MINNEAPOLIS -- After a horrendous first month of the season, and a promise by Eagles defensive coordinator Bill Davis that things would get better, they did. For the last 9 weeks, the defense had stated its case, never allowing more than 21 points in a game. If Nick Foles and LeSean McCoy got most of the headlines as the Eagles made their unexpected entry into the playoff race, the improvement and the consistency of the defense was just as important.
All of which is a long way of saying that nobody saw the bus coming Sunday at Mall of America Field.
The Minnesota Vikings were without the planet's top running back, Adrian Peterson, as well as his backup Toby Gerhart -- but it didn't matter. Vikings quarterback Matt Cassel had time to operate, made almost no mistakes, and picked apart the Eagles' secondary.
The final score was Vikings 48, Eagles 30. The five-game winning streak is over. With an 8-6 record and two games left to play, the playoff road just got measurably harder. And now, there is this disturbingly ragged game on their resume. Penalites, dumb mistakes, sideline indecision, odd play-calling -- for the first time in a long time, you got a whiff of wheels coming off, whatever that smells like.
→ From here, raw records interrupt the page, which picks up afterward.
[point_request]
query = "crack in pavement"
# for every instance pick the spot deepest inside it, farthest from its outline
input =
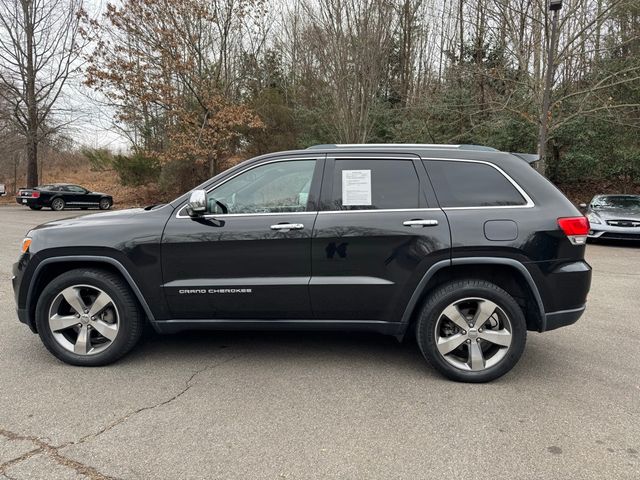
(52, 451)
(115, 423)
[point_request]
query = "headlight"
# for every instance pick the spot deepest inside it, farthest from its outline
(593, 218)
(25, 245)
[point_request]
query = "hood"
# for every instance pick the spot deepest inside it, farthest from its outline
(95, 219)
(615, 214)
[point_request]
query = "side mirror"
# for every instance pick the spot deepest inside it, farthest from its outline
(197, 205)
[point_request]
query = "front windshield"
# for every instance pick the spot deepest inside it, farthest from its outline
(624, 202)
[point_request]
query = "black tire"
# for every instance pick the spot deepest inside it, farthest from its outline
(131, 321)
(57, 204)
(448, 294)
(104, 204)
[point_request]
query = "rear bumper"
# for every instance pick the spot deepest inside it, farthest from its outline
(28, 201)
(563, 318)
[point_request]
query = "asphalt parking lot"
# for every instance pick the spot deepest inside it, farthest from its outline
(307, 406)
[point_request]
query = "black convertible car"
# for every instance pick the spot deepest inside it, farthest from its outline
(59, 196)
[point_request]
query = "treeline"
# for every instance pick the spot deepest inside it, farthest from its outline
(197, 84)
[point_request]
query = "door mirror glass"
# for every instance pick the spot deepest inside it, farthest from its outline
(197, 205)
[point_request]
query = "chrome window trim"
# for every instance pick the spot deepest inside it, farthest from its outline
(381, 210)
(222, 216)
(528, 202)
(250, 167)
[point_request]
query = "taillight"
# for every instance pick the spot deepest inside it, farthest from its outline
(575, 228)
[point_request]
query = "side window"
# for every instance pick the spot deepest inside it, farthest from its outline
(468, 184)
(272, 188)
(375, 184)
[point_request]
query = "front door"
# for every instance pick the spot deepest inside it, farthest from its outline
(249, 257)
(378, 232)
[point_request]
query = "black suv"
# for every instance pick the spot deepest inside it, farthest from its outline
(466, 246)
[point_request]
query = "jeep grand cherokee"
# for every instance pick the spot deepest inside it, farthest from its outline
(464, 245)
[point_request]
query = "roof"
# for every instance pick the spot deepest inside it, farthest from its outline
(421, 146)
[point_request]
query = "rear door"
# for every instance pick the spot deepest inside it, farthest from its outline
(378, 231)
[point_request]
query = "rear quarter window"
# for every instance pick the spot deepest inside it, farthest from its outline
(470, 184)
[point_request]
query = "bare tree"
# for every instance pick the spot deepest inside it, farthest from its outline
(39, 51)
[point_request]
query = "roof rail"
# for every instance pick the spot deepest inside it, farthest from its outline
(527, 157)
(403, 145)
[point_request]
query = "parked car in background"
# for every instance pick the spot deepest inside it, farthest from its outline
(59, 196)
(614, 217)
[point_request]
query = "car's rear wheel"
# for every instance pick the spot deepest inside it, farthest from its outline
(471, 331)
(88, 317)
(105, 204)
(57, 204)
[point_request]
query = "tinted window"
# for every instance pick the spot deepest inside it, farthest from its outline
(375, 184)
(467, 184)
(271, 188)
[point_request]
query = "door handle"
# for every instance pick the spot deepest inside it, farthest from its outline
(420, 223)
(285, 227)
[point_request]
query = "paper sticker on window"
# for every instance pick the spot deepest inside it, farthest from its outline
(356, 187)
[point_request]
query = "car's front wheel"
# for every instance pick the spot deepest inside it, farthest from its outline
(88, 317)
(57, 204)
(471, 331)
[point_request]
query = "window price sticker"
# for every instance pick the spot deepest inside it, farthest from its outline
(356, 187)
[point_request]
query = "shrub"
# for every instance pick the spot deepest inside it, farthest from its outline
(137, 169)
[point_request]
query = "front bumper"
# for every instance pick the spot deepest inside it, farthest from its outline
(610, 232)
(16, 281)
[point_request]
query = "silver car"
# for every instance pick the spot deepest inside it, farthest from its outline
(615, 217)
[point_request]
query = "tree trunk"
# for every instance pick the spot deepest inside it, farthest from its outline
(32, 107)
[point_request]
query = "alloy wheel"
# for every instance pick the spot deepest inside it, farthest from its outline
(84, 319)
(473, 334)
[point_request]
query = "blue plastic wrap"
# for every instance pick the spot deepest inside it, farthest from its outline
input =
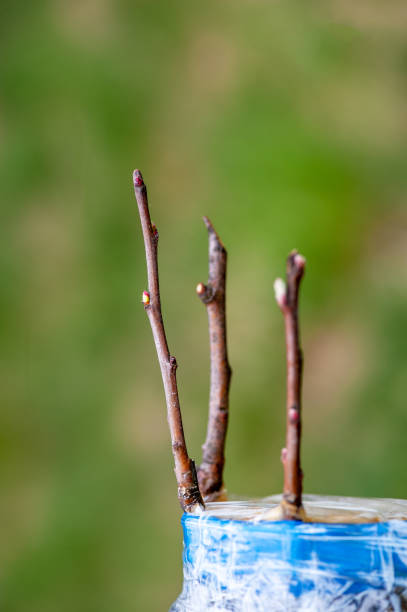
(246, 564)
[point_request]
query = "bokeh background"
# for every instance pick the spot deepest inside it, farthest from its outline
(285, 123)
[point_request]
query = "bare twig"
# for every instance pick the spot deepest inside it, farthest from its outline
(287, 299)
(210, 472)
(188, 490)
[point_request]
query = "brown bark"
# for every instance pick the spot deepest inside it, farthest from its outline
(213, 295)
(188, 490)
(287, 299)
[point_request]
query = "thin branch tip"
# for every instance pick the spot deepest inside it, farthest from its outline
(210, 472)
(280, 291)
(138, 179)
(287, 296)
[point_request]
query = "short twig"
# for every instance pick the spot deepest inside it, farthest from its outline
(210, 472)
(188, 490)
(287, 299)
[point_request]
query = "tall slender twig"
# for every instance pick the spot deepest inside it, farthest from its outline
(188, 490)
(210, 472)
(287, 299)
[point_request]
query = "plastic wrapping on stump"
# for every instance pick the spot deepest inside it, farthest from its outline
(235, 561)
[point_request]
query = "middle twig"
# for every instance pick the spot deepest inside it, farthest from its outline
(210, 472)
But it started with a defense that was torched by the quarterback of a team with a 3-9-1 record. Cassel threw for 382 yards and two touchdowns. At one point in the game, safety Patrick Chung was benched in favor of Kurt Coleman. At the end of the game, cornerback Cary Williams -- who took one of a flurry of taunting penalties on both teams as the game wound down -- was also benched. Throw in a head injury that nickel corner Brandon Boykin suffered on a kick return, and there suddenly is a worrisome list of issues that need addressing.
Some with argue that the defense was never that good, that it gave up too many yards, that the 9 solid weeks was a product, more than anything, of lousy opposing quarterbacks (and snow). That is easy to say. But the results were the results, and nine games is a pretty big sample, and there was no denying the numbers on the scoreboard, week after week.
Suddenly, a week where the coach will earn his money.